Efeu
Die Kletterin mit den dunkelgrünen Blättern bildet Haftwurzeln aus, mit denen sie an ihrem Wirt haftet. Handelt es sich dabei um einen Baum, entzieht das Efeu ihm aber keine Nährstoffe. Zur Bedrohung wird die Pflanze nur, wenn sie den Baum überwächst. Dann nimmt sie ihm das zur Photosynthese notwendige Licht weg. Sind weder Mauern noch Bäume zum Klettern vorhanden, kann Efeu auch den Boden überwuchern.

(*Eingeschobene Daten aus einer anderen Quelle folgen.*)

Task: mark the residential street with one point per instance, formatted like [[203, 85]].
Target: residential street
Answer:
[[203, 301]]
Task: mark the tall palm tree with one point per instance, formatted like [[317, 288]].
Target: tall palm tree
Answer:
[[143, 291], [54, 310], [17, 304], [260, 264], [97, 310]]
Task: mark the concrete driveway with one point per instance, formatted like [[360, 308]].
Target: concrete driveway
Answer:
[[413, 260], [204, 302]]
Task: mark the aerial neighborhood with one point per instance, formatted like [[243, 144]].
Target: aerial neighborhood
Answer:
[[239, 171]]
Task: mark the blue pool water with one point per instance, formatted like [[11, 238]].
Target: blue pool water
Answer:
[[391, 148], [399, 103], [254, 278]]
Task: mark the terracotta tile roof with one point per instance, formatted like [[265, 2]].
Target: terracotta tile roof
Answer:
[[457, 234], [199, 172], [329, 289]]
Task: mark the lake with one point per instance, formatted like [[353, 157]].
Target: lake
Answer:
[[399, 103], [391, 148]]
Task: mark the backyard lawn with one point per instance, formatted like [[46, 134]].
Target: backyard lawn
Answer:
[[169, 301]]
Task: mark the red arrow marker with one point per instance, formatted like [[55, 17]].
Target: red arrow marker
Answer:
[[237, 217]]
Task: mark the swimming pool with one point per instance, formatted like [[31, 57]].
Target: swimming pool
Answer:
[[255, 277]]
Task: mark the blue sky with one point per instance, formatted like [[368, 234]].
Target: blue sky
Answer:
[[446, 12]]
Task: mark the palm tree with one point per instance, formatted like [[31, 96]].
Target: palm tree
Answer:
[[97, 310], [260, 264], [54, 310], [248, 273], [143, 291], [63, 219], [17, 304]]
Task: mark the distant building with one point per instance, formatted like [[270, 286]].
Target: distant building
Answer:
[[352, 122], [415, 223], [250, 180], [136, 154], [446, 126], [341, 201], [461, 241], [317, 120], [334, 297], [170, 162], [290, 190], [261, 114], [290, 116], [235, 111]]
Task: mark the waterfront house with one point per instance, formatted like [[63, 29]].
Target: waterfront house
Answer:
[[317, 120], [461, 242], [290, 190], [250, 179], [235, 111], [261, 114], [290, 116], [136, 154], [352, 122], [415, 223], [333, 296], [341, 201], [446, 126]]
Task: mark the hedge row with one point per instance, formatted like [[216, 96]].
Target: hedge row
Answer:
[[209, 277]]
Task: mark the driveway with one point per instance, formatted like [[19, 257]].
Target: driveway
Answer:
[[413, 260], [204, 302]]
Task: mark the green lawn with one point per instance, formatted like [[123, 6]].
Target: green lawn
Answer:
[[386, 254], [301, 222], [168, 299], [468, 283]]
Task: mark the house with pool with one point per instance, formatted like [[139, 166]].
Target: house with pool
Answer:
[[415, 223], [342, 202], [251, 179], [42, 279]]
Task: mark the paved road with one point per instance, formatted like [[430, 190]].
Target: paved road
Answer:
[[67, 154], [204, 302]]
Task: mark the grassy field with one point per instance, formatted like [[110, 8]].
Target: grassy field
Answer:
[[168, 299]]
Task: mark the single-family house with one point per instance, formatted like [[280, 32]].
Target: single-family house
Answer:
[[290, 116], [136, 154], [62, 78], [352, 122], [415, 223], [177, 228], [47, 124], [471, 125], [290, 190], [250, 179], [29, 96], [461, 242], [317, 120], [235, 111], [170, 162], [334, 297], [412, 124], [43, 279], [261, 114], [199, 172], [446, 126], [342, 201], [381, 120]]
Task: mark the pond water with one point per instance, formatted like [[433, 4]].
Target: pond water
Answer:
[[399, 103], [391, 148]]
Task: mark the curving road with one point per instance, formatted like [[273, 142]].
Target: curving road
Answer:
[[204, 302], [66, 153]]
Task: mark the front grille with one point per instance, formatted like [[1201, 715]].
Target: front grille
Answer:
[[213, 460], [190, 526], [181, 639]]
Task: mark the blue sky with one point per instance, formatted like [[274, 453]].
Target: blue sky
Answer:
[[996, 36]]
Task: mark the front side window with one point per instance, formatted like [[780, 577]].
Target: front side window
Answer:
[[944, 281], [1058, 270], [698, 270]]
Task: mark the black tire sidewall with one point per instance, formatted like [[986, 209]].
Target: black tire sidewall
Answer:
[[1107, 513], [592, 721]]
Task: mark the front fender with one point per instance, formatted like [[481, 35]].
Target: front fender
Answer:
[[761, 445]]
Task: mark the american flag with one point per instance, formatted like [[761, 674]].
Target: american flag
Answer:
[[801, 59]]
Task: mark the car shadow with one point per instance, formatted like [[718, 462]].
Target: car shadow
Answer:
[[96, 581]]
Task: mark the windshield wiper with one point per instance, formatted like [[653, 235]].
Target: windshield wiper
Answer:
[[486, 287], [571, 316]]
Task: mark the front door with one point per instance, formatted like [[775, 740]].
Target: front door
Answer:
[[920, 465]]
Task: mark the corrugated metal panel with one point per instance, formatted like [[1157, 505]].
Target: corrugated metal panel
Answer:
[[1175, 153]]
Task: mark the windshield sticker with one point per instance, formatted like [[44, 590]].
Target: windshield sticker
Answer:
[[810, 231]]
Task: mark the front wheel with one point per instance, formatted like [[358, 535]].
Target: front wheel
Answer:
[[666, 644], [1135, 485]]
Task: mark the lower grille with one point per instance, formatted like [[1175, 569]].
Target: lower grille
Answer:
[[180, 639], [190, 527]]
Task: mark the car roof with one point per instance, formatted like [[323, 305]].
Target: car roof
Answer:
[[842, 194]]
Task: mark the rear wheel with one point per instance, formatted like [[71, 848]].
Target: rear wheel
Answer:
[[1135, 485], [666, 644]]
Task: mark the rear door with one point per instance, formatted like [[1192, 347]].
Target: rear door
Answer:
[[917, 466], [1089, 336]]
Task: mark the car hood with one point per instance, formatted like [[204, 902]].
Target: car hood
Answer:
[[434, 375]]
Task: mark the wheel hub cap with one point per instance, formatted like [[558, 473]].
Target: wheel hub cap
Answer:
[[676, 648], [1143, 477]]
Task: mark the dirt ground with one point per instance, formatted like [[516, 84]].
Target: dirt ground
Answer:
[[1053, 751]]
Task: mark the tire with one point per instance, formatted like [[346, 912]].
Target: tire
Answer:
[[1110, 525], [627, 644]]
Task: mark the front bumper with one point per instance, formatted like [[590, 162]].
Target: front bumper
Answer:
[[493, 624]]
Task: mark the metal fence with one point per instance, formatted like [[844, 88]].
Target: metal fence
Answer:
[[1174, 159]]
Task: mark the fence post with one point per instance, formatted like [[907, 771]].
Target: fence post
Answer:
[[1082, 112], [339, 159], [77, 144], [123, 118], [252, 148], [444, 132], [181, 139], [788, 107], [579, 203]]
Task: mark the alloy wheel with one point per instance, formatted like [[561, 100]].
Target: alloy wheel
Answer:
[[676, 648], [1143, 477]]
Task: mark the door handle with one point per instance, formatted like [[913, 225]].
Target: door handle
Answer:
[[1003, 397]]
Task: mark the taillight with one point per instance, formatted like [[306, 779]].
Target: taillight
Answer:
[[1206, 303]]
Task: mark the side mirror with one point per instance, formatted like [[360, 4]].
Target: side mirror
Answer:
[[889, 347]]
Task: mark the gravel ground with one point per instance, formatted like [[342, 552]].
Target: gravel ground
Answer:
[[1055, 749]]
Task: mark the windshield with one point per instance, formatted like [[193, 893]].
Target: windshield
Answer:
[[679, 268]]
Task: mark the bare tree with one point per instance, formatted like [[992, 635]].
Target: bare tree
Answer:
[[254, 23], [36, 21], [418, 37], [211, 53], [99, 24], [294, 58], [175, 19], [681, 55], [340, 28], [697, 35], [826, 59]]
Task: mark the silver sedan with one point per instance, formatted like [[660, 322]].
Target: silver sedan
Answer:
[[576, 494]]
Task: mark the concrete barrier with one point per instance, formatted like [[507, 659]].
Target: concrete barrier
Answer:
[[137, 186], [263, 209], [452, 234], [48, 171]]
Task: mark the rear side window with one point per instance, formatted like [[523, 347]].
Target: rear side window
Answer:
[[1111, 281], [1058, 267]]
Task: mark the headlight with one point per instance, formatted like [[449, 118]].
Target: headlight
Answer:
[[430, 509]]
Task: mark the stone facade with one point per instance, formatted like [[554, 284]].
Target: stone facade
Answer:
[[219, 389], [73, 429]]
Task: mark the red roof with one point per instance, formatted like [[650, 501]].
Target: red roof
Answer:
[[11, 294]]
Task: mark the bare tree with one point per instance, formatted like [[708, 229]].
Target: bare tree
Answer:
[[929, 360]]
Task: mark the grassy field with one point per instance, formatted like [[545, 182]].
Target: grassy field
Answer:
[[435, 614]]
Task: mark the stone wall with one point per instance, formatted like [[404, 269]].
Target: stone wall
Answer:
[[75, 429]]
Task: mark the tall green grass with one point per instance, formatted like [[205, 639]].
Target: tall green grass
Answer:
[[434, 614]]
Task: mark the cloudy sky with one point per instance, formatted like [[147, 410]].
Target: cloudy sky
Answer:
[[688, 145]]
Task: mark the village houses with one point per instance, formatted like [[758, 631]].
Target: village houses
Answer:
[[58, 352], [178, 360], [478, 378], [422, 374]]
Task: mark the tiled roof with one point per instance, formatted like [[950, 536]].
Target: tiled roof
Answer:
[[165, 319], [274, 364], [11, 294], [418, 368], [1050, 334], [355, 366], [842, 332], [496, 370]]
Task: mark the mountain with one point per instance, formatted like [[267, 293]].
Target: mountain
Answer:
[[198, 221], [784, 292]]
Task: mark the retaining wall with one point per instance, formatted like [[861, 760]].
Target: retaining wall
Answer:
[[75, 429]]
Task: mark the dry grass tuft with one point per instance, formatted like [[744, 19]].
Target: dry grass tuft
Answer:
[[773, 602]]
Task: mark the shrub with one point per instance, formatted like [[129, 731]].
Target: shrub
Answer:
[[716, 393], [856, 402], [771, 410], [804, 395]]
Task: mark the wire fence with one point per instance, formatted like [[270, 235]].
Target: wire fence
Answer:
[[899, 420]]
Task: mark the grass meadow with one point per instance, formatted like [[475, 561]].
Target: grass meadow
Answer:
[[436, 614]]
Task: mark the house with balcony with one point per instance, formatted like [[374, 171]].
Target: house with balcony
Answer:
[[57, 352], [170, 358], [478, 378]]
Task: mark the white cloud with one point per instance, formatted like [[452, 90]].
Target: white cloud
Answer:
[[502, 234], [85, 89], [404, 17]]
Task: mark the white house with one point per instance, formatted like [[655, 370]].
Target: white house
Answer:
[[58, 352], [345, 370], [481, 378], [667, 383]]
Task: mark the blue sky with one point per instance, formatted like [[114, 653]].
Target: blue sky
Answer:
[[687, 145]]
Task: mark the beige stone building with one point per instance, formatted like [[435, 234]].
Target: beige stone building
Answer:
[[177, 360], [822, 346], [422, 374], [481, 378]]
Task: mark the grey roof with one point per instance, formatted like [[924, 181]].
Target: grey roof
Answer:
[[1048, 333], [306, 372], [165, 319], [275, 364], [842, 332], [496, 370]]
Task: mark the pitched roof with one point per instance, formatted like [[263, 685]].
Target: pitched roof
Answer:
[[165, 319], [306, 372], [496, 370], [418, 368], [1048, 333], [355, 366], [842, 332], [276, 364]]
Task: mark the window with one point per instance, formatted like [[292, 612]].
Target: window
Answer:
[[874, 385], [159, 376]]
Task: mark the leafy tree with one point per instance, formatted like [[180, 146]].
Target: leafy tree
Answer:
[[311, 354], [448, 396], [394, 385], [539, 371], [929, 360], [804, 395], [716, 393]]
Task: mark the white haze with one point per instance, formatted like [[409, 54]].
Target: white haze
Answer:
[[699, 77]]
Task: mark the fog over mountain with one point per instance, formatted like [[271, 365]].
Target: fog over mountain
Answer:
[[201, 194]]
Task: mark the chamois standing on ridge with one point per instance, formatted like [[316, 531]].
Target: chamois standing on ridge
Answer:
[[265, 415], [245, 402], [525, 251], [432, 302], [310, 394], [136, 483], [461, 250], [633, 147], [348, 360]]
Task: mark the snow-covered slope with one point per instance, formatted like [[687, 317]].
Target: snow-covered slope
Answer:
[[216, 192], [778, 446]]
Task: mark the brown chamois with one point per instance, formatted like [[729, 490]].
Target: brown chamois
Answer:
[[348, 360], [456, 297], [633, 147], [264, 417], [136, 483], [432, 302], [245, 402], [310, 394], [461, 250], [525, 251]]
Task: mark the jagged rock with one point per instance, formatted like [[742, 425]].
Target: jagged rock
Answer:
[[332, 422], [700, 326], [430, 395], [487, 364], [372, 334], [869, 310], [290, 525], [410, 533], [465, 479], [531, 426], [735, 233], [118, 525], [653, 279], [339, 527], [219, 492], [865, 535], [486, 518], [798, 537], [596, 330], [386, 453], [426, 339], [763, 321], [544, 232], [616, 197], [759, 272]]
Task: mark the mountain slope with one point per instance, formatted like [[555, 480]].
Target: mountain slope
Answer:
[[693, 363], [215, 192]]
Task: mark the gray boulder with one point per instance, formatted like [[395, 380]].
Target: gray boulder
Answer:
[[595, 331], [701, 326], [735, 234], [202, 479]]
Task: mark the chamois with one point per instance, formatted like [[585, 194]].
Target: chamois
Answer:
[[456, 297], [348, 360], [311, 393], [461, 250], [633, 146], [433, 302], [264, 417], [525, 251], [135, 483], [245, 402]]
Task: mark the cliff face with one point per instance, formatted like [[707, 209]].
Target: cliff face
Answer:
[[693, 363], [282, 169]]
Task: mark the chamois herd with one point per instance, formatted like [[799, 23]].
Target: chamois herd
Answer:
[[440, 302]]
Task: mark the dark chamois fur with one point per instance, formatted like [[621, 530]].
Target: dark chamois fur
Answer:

Efeu ist eine immergrüne Pflanze. Eine Besonderheit ist ihre späte Blüte, die für gewöhnlich im September und Oktober stattfindet. Die unscheinbaren gelb-grüne Blüten wachsen nur an älteren Pflanzen. Da der Großteil der mitteleuropäischen Pfanzenwelt im Frühjahr und Sommer blüht, ist Efeu eine wichtige herbstliche Nahrungsquelle für Insekten. Im Frühjahr bildet das Rankgewächs dunkelblaue Beeren aus. Sie werden unter anderem von Staren, Amseln und Drosseln gefressen, die so die Samen verbreiten. Die Beeren sind - genau wie die Blätter des Efeus - giftig.
Heilpflanze Efeu
"Allein die Dosis macht das Gift", schrieb der mittelalterliche Arzt Paracelsus. Das erklärt, warum Efeu gleichzeitig Gift- und Heilpflanze sein kann. Als Heilpflanze hat Efeu einen krampf- und schleimlösenden Effekt. Deshalb werden Efeu-Extrakte in der Kinderheilkunde gegen Husten und Keuchhusten angewendet. Die Homöopathie setzt die Pflanze bei Bronchialasthma, Erkrankungen der Nasenschleimhaut und der Galle ein. In der Antike und im Mittelalter wurde Efeu bei Erkrankungen der Milz und der Atemwege sowie bei Ruhr verwendet. Auch bei Hühneraugen soll Efeu helfen. Deshalb lautet ein volkstümlicher Name der Pflanze auch "Hühneraugenkraut". Das Rezept: Ein Efeublatt wird kleingefaltet auf das Hühnerauge gelegt und mit einem Pflaster festgeklebt. Nach 24 Stunden wird die Prozedur noch zweimal wiederholt. Danach soll sich das Hühnerauge einfach ablösen lassen.
Mythologie
Da es immergrün ist, ist Efeu ein - etwas düsteres - Symbol der Treue und Unsterblichkeit. Auch heute noch werden Friedhöfe und Gräber gerne mit Hedera bepflanzt. Der Sage nach wurde das Liebespaar Tristan und Isolde an zwei verschiedenen Ecken einer Kirche begraben. König Marke, der ursprünglich Isolde zu Frau wollte, wollte auch im Tod ihre Trennung. Da wuchsen Efeustöcke auf ihren Gräbern, die sich hoch in der Luft begegneten. So konnten sich die Liebenden dann doch vereinen. Im antiken Griechenland war Efeu ein Symbol für Heiterkeit, Kraft und nicht welkende Jugend. Dionysos, der fröhliche Gott des Weins, wurde von Efeu umrankt dargestellt. Auch seine Begleiterinnen, die Mänaden, tragen Kränze von Efeu. Darin kommt zum Ausdruck, dass die Kletterpflanze auch wilde Weiblichkeit symbolisierte.